IBM Research Europe

IBM Differential Privacy Library: The single line of code that can protect your data

Share this post:

This year for the first time in its 230-year history the US Census will use differential privacy to keep the responses of its citizens confidential when the data is made available. But how does it work?

Differential privacy uses mathematical noise to preserve individuals’ privacy and confidentiality while allowing population statistics to be observed. This concept has a natural extension to machine learning, where we can protect models against privacy attacks, while maintaining overall accuracy.

The single-line equation that can protect your privacy can help weather the storm from hacks and unintentional data leaks.

For example, if you want to know my age (32) I can pick a random number out of a hat, say ±7 – you will only learn that I could be between 25 and 39. I’ve added a little bit of noise to the data to protect my age and the US Census will do something similar.

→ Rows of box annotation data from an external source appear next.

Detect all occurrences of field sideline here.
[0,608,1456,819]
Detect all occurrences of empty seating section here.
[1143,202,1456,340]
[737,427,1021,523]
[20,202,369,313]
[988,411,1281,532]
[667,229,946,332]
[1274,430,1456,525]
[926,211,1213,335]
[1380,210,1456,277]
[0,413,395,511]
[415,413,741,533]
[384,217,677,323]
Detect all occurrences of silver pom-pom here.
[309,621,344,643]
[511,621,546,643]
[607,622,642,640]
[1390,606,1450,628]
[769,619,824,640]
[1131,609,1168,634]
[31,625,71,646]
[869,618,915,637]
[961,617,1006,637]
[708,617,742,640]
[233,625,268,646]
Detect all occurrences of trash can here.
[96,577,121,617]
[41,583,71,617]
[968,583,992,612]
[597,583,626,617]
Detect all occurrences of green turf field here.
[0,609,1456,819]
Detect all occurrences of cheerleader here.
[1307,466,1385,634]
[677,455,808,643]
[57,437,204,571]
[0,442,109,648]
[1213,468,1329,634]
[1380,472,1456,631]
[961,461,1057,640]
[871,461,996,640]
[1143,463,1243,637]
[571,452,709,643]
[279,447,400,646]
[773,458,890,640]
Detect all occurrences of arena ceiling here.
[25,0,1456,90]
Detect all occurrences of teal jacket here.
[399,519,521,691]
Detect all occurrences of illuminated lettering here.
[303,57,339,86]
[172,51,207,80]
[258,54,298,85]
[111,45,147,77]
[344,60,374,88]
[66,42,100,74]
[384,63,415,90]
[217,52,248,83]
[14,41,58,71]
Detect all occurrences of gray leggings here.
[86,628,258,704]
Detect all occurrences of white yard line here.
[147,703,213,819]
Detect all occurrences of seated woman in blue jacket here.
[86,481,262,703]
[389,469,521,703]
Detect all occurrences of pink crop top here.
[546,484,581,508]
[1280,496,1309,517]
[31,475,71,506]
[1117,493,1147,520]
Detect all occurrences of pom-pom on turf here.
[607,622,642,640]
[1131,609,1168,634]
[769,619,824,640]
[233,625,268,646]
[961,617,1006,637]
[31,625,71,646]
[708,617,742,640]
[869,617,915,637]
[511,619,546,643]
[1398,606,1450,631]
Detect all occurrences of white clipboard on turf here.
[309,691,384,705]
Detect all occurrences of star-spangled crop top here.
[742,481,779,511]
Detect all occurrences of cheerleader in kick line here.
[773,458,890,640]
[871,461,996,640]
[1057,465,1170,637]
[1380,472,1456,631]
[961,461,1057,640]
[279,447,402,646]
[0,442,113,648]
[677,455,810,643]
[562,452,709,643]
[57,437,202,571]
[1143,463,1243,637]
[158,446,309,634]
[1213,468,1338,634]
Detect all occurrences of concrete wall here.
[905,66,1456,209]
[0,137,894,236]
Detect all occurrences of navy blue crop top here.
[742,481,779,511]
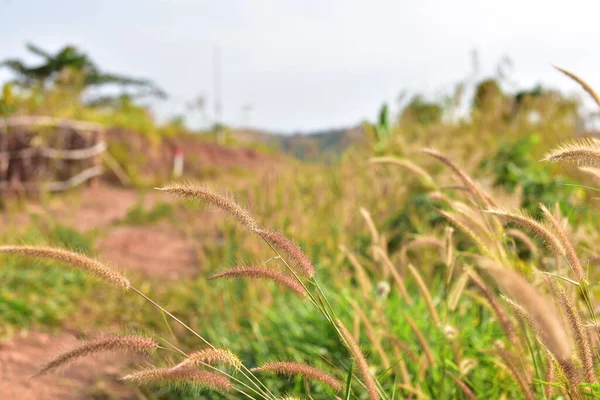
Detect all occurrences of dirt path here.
[0,332,137,400]
[97,223,199,279]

While the US government built its own differential privacy tool, IBM has been working on its own open source version and today we are publishing our latest release v0.3. The IBM Differential Privacy Library boasts a suite of tools for machine learning and data analytics tasks, all with built-in privacy guarantees.

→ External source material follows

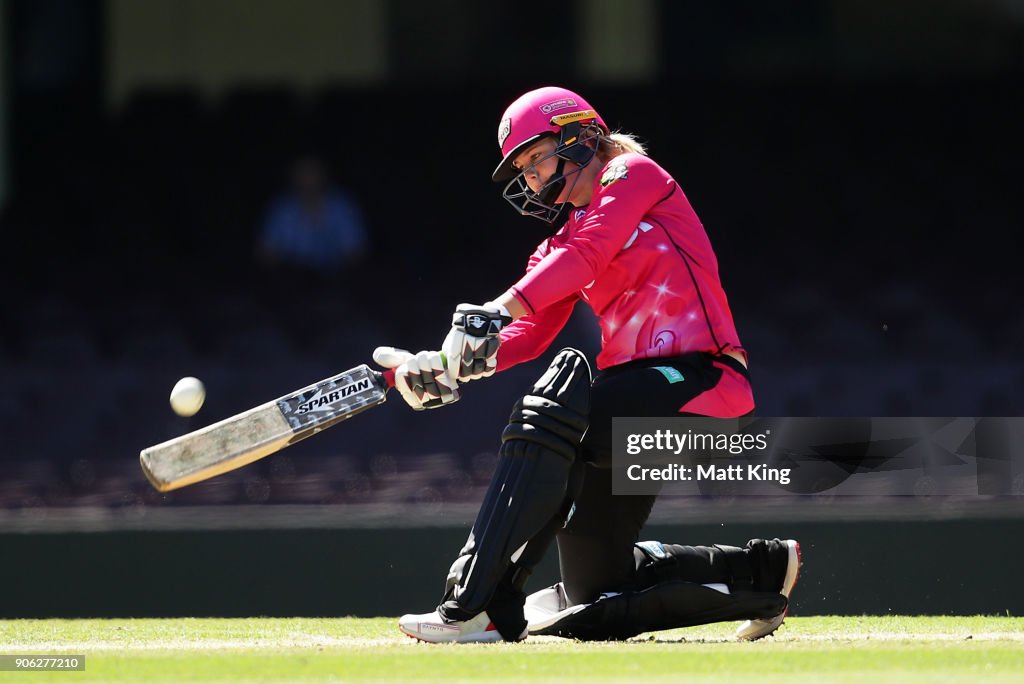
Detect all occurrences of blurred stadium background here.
[0,0,1024,616]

Our library is unique to others in giving scientists and developers access to lightweight, user-friendly tools for data analytics and machine learning in a familiar environment – in fact, most tasks can be run with only a single line of code.

What also sets our library apart is our machine learning functionality enables organisations to publish and share their data with rigorous guarantees on user privacy like never before.

Technical details
With v0.3, the library now comes with a budget accountant to track privacy budget spend across different operations. Using advanced composition techniques, the budget accountant allows users to extract even more insight than simpler accounting methods and while it’s hard to quantify, under typical workloads, privacy budget savings in excess of 50 percent are not uncommon.

Our library includes an array of functionality to extract insight and knowledge from data with robust privacy guarantees. We have focused on developing solutions for the most popular algorithms, including histograms, logistic regression, k-means clustering and principal component analysis (PCA), as well as giving developers the basic building blocks of differential privacy to allow them to develop their own custom solutions.

The library includes the following key components which don’t exist in similar libraries currently available:

  • Accountant: Track and limit privacy spend across multiple operations;
  • Mechanisms: A comprehensive collection of the basic building blocks of differential privacy, used to build new tools and applications;
  • Machine learning: Machine learning algorithms for pre-processing, classification, regression and clustering.

Also included is a collection of fundamental tools for data exploration and analytics. All the details for getting started with the library can be found at IBM’s Github repository.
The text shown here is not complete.